Igniting the Analytic Spark

TDWI Blog: Data 360

Igniting the Analytic Spark

An Introduction to Apache Spark and its uses in Business Intelligence (BI), Data Warehousing (DW), and Advanced Analytics

Blog by Philip Russom
Research Director for Data Management, TDWI

At TDWI, we’re hearing a lot of interest in Apache Spark, although it’s still new and most users are unfamiliar with it. So, please allow me to define Spark for you, explain its potential benefits, and describe actual use cases.

Apache Spark is a parallel processing engine. It specializes in big data, and works well with Hadoop environments. However, Apache is not just for Hadoop; it provides parallel processing for other environments, too. Spark is known for high speed and low latency, which it achieves by leveraging in-memory computing and cyclic data flows.

Spark is fast. Very fast. Benchmarks show Spark to be up to one hundred times faster than Hadoop MapReduce with in-memory operations. Spark is ten times faster than MapReduce with disk-bound operations. The point is that Spark has the low latency required of new data-driven practices, like data exploration, discovery, streaming analytics, and SQL-based analytics.

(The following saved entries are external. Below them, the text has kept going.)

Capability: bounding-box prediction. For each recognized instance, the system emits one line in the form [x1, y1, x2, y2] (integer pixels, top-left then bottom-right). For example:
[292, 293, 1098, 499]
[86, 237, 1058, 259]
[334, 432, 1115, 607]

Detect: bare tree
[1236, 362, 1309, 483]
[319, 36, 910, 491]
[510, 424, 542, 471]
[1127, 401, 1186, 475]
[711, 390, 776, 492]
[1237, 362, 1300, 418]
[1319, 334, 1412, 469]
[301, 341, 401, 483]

Spark functions apply directly to applications in BI, DW, DI, & analytics. Spark today includes four libraries of functionality, and each is of interest to professionals in BI, DW, and analytics. The libraries support ANSI-standard SQL, streaming data, machine learning, and graph analytics.

A Spark library provides native support for ANSI and ISO standard SQL. In a recent TDWI survey, 69% of users surveyed said that ANSI- and ISO-standard SQL on Hadoop is required for broad enterprise use. That’s because a modern enterprise wants to leverage pre-existing SQL skills and SQL-based tools. Furthermore, users want fast queries on Hadoop, to enable data exploration, analytics, and other interactive, data-driven practices. Spark and its SQL support promise to enable these – in both batch or interactive sessions, for Hadoop and other environments – which in turn will spark big data analytics for users in BI, DW, and analytics.

Spark offers broad compatibility. Spark SQL reuses the Hive front-end and metastore, to provide compatibility with existing Hive data, queries, UDFs. Spark SQL’s server mode extends interoperability via industry-standard ODBC/JDBC. Spark can process data in S3, HDFS, HBase, Hive, Cassandra, and any Hadoop InputFormat.

Spark can be deployed many ways. Spark requires some kind of shared file system (NFS compliant), so its deployment options are diverse. Spark runs on its standalone cluster, Hadoop YARN, Apache Mesos, and Amazon EC2; on premises or cloud. A single job, query, or stream processing can be deployed in either batch or interactive mode via Scala, Python, and R shells.

Spark has one console for the seamless development of diverse functionality. Apache Spark includes libraries for four high-level applications: SQL, streaming data, machine learning, and graph analytics. These are integrated tightly, so users can create applications that mix SQL queries and stream processing alongside complex analytic algorithms.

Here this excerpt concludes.